Inspeção da Educação não pode fiscalizar colégios militares
Declarações de responsáveis de uma escola pública ou privada indiciando a prática de discriminação sobre alunos homossexuais, expressamente proibida no Estatuto do Aluno, suscitariam muito provavelmente a intervenção da Inspeção Geral da Educação e Ciência (IGEC). Mas no caso do Colégio Militar, e das declarações do respetivo subdiretor ao Observador, a IGEC está impedida de atuar. De acordo com esclarecimento prestado ao DN pelo Ministério da Educação, os Estabelecimentos Militares de Ensino (EME) do Exército, ou seja, o Colégio Militar e o Instituto dos Pupilos do Exército, apesar de estatutariamente definidos como escolas da rede pública, estão fora da alçada da Inspeção Geral de Educação.
"A responsabilidade dos Estabelecimentos Militares de Ensino é do Ministério da Defesa Nacional, uma vez que estas entidades são da tutela daquele ministério", esclarece a assessoria do ME. "Assim, relativamente às questões sobre o Estatuto do Aluno, cabe desde logo a sua fiscalização aos serviços da tutela direta, sem prejuízo da colaboração, sempre que solicitada, da IGEC." A Lei de Bases do Sistema Educativo, porém, estabelece que "a inspeção escolar goza de autonomia no exercício da sua atividade e tem como função avaliar e fiscalizar a realização de educação escolar, tendo em vista a prossecução dos fins e objetivos estabelecidos na presente lei e demais legislação complementar." Aliás, mesmo no Estatuto do Ensino Particular e Cooperativo especifica-se que até nas escolas não públicas a IGEC "procede regularmente a ações de fiscalização", exercendo, "com as necessárias alterações, as mesmas competências que lhe estão cometidas" em relação às públicas.
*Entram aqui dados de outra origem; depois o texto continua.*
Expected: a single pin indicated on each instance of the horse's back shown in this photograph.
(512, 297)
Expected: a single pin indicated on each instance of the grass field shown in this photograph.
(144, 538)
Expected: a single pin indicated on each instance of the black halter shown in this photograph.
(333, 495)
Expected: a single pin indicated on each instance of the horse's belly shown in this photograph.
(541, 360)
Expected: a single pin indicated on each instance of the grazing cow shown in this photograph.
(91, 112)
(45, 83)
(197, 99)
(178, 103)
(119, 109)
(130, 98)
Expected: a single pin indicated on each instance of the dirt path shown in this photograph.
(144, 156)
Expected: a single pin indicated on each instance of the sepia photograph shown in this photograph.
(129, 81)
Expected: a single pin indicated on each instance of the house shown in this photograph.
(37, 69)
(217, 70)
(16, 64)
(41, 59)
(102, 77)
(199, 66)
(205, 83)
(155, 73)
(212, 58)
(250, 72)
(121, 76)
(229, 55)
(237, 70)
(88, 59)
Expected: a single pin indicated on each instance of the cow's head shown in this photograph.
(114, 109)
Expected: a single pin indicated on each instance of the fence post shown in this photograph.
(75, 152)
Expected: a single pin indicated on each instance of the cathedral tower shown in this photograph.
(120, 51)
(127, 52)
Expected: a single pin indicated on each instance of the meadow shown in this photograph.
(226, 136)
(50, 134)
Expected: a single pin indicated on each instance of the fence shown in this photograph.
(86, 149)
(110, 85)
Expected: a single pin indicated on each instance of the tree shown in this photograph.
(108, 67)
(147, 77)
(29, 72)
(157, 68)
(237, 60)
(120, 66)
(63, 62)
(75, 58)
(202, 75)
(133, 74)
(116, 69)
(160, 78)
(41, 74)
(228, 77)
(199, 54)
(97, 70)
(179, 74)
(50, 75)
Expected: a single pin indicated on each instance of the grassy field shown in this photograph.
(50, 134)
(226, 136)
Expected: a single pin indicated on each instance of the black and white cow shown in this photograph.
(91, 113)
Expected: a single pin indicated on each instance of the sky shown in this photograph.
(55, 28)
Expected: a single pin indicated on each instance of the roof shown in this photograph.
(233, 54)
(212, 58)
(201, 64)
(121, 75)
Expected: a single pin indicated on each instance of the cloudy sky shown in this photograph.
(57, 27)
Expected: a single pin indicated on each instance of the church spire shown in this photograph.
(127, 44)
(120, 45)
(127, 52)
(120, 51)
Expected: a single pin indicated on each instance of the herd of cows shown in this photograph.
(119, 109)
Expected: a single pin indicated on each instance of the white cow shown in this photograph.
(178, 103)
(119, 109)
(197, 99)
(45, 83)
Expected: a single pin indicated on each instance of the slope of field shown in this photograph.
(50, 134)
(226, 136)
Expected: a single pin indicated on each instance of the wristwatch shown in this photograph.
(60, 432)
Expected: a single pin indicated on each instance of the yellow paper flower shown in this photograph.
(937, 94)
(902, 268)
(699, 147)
Apesar de a sua frequência estar sujeita a pagamento de mensalidades, os EME são estatutariamente escolas públicas, mesmo se "integradas na estrutura orgânica do Exército". Motivo pelo qual Mário Nogueira, da FENPROF, se surpreende com a informação prestada ao DN pelo ME sobre a impossibilidade de a IGEC ali entrar sem autorização da Defesa: "Dá para perceber que o Exército é uma espécie de mundo à parte, mas a Inspeção tem a competência de fiscalizar todo o sistema, da base ao topo. Não se compreende a exceção. Se o Colégio Militar é da rede pública tem de ter regras da rede pública. Devia ser fiscalizado pela IGEC." E adianta: "Temos uma reunião agendada com a Inspeção e vamos levantar essa questão."
Já o ex-secretário de Estado da Educação Valter Lemos admite que "em abstrato o ministro da Educação tem competência inspetiva sobre todos os estabelecimentos, privados e públicos, pelo que é discutível se não pode fazê-lo." Garantindo que enquanto teve competências governativas na Educação, de 2005 a 2009, "a questão nunca se colocou", o ex-governante considera ainda assim que "não seria curial se o ME decidisse fazer uma inspeção nos EME sem entendimento prévio com o ministério da Defesa". Foi o caso, informa, da fiscalização "extraordinária" conjunta com a Inspeção da Defesa que a IGEC levou a cabo em 2009 no Colégio Militar. Estavam em causa alegações de maus tratos de alunos por colegas mais velhos. Comenta, porém: "Do meu ponto de vista não faz sentido que o ME não tenha competência de intervenção na área pedagógica em todas as escolas de ensino formal, e nesse quadro parece-me lógico que o ME tenha tutela pedagógica dos EME." Mas isso, conclui, "é uma questão de decisão política do Governo, não do ME".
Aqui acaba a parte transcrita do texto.